何かを解決、改善、解消するという事についてジッとしていられない己の性分をこの頃実感している。

何もせずに居る事は勿論出来ないのであるが
何かをしていても、それなりの成果なしでは
何かをしている事すらも幻想に思えてきてしまう事もある。

だから、ジタバタするし、足掻いてしまうのである。

時に、苦痛に耐えかねて、せめてカンフルだけでも手にしたくて。

うさぎは言う。

『時間をかけて少しずつどうにかしていくしかないよ。
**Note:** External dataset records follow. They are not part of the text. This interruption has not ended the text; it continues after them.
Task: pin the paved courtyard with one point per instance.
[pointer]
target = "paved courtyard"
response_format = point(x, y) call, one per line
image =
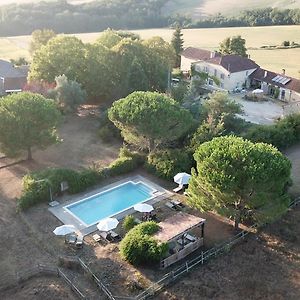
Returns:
point(266, 112)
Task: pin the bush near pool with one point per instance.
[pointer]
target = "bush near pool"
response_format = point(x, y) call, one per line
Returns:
point(139, 247)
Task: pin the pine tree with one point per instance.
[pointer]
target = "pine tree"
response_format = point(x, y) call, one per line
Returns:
point(177, 43)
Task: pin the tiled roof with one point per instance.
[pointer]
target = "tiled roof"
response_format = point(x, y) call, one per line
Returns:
point(267, 76)
point(7, 70)
point(198, 54)
point(234, 63)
』

分かっている。

ただ、その瞬間に感じている苦痛が大きいほどに
苦痛を味わった時間が長くなる程に足掻かずには居られなくなる。

脳の説得に応じない者。

理では御しきれない者。

それを納得させる為に使えるものは。

自己正当化、または自己否定となるのかもしれない。

私が泣けてしようがない理由のひとつは。

かなり厳しく、また、長期に渡る自己否定である。

他者に責められるならば、まだ耳を塞ぐ事も出来るし
反論するという方法だってあるのだけれども
自分に否定され、責められるとなると
耳を塞ぐ事は出来ず、反論の声は荒ぶる感情の波音にかき消される事がある。

自分に否定され、責められ、理不尽な仕打ちを受けた
自分自身からの抗議の声、哀しみの声なのだから聞かぬ訳にはいかないのだが。

因果応報、と言うと少々違うかもしれないが
己のした事が己にはね返って来るという意味では因果応報とも言えよう。

自分を酷く否定し、責めたてて、打ち据えると
そんな仕打ちを受けた自分から同じ目に遭わされるのだ。

これも、自分が生きる中で作ったツケのひとつだろう。

ツケは払わなきゃならない。

仮に自分への借金であったとしても負債を抱えたまま
その負債を忘れ去る事は私にはとても難しいからだ。